L’attelage politique mal appareillé que vient de briser Salvini a fragilisé plus encore l’économie de la péninsule.

Sans surprise, l’un des principaux indicateurs de la nervosité des marchés, le spread sur la dette souveraine – la différence entre les taux d’intérêt payés par l’Italie et l’Allemagne lorsqu’ils empruntent -, a bondi de plus de 30 points au moment du coup de force de Salvini pour s’établir à 241 points, une valeur cinq fois supérieure au spread entre la France et l’Allemagne.

Cette énième crise politique italienne survient en effet dans un contexte de marasme économique prolongé. Après une récession  » technique  » au second semestre 2018 (deux trimestres consécutifs de recul du PIB), le pays a enchaîné avec une croissance nulle lors du premier semestre 2019.

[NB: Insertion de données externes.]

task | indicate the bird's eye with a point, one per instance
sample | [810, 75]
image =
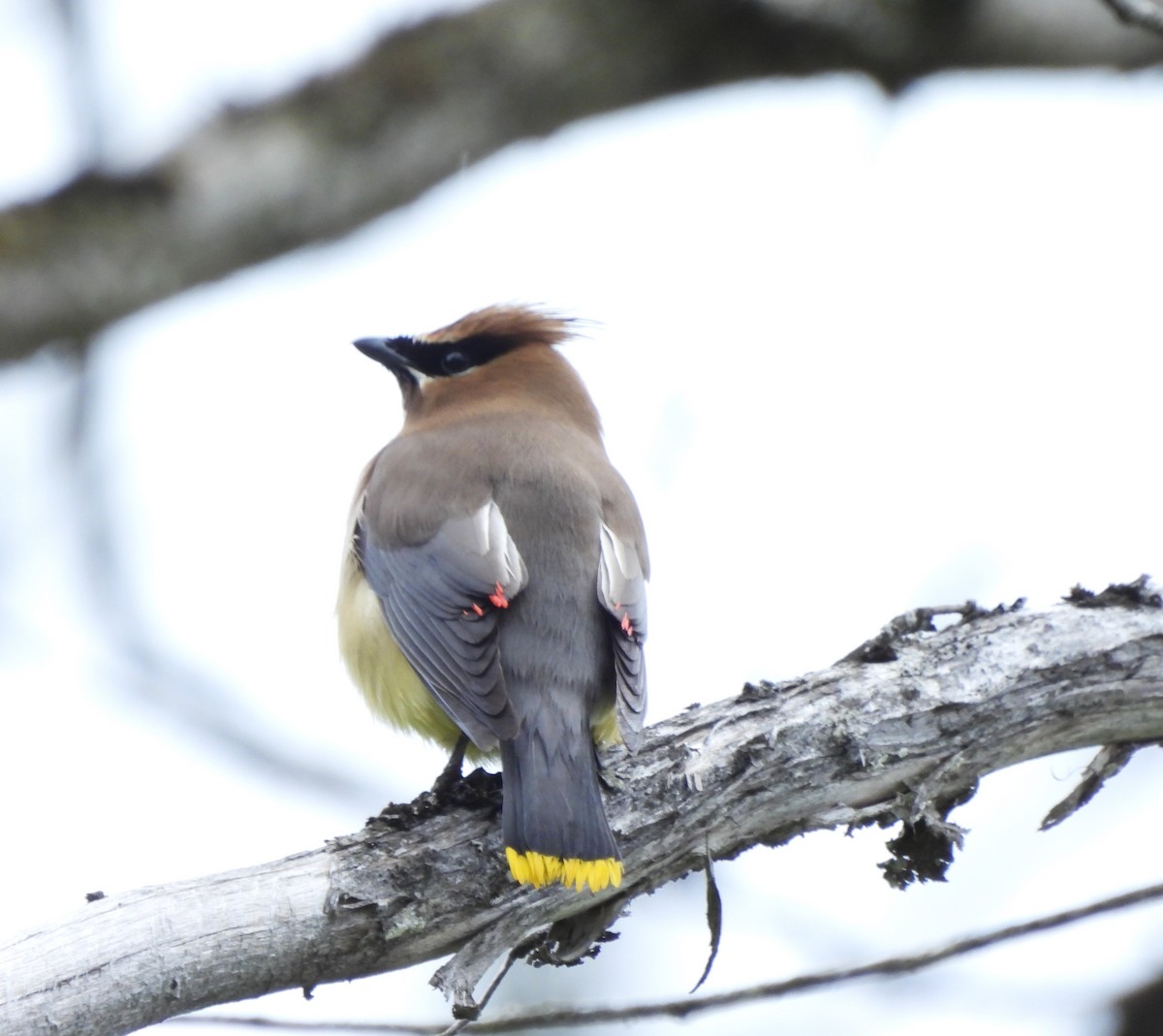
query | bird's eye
[455, 362]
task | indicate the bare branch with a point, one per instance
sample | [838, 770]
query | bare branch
[1109, 761]
[570, 1018]
[852, 744]
[1147, 14]
[427, 101]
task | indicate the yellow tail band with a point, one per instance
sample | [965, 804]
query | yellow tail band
[538, 870]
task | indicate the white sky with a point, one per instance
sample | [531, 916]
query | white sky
[854, 356]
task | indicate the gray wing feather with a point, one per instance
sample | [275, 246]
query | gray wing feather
[435, 599]
[622, 592]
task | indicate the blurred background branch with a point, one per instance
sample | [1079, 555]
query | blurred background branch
[425, 101]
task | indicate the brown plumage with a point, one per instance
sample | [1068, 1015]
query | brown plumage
[495, 576]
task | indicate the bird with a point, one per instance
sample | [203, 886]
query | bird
[492, 589]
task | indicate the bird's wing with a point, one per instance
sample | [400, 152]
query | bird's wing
[622, 592]
[442, 601]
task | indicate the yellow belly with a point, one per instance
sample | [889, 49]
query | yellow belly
[389, 682]
[390, 685]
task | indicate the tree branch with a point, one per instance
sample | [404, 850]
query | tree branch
[856, 743]
[573, 1018]
[347, 146]
[1147, 14]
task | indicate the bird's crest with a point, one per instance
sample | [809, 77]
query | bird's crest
[524, 324]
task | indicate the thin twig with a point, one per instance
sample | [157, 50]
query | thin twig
[693, 1005]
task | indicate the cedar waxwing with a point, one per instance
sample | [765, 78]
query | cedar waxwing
[494, 581]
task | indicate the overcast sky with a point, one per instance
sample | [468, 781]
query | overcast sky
[854, 356]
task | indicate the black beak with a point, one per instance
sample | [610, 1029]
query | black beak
[383, 350]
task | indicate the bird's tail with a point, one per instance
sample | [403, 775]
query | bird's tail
[553, 824]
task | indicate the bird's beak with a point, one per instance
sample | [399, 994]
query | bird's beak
[383, 350]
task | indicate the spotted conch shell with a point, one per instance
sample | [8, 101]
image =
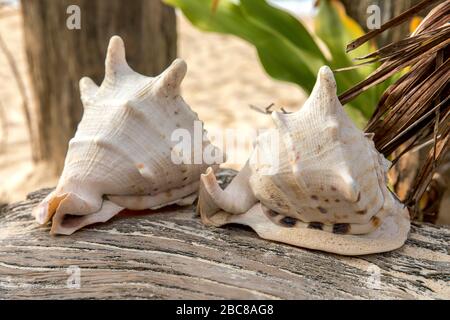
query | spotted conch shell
[328, 191]
[121, 154]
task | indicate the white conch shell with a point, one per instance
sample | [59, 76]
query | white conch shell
[121, 154]
[328, 191]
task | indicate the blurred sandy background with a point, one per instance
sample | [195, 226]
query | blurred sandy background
[224, 78]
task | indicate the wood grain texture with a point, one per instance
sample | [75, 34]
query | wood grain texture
[170, 254]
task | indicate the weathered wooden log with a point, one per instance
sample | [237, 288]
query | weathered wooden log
[170, 254]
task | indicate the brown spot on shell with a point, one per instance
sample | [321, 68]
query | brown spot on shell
[288, 221]
[322, 210]
[375, 221]
[272, 213]
[341, 228]
[315, 225]
[140, 166]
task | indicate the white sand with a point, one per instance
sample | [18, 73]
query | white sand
[224, 77]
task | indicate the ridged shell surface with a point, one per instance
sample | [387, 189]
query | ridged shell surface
[123, 152]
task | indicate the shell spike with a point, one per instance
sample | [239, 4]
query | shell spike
[325, 80]
[237, 198]
[88, 89]
[168, 84]
[115, 59]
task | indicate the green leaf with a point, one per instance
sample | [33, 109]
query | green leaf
[281, 58]
[283, 24]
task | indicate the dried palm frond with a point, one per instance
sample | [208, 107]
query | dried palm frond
[415, 109]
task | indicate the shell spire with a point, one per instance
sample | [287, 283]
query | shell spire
[115, 62]
[329, 190]
[120, 157]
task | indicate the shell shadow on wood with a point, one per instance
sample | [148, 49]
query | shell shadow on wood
[121, 154]
[328, 190]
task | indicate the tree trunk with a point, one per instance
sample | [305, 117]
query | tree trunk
[58, 57]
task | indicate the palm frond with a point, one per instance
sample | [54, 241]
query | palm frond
[415, 109]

Les difficultés de la Botte viennent de loin et elles expliquent en partie le succès des formations populistes aux dernières élections.  » Le PIB par habitant a chuté de 7 % en 2007 et n’est jamais remonté depuis « , souligne Sergio De Nardis, professeur d’économie à l’université Luiss de Rome. L’écart entre le revenu moyen des Italiens et celui de leurs voisins s’est creusé, non seulement depuis la crise de 2008 mais depuis l’adoption de l’euro, il y a vingt ans. Plombée par une dette colossale, à plus de 130 % du PIB, l’Italie a eu le plus faible taux de croissance de l’Union européenne au cours des deux décennies passées – seule la Grèce fait moins bien dans l’UE. Le taux de chômage est certes repassé sous la barre des 10 % en mai, pour la première fois depuis sept ans, mais le chômage des jeunes, lui, reste élevé, à 28,1 %, contre 15,4 % en moyenne pour la zone euro.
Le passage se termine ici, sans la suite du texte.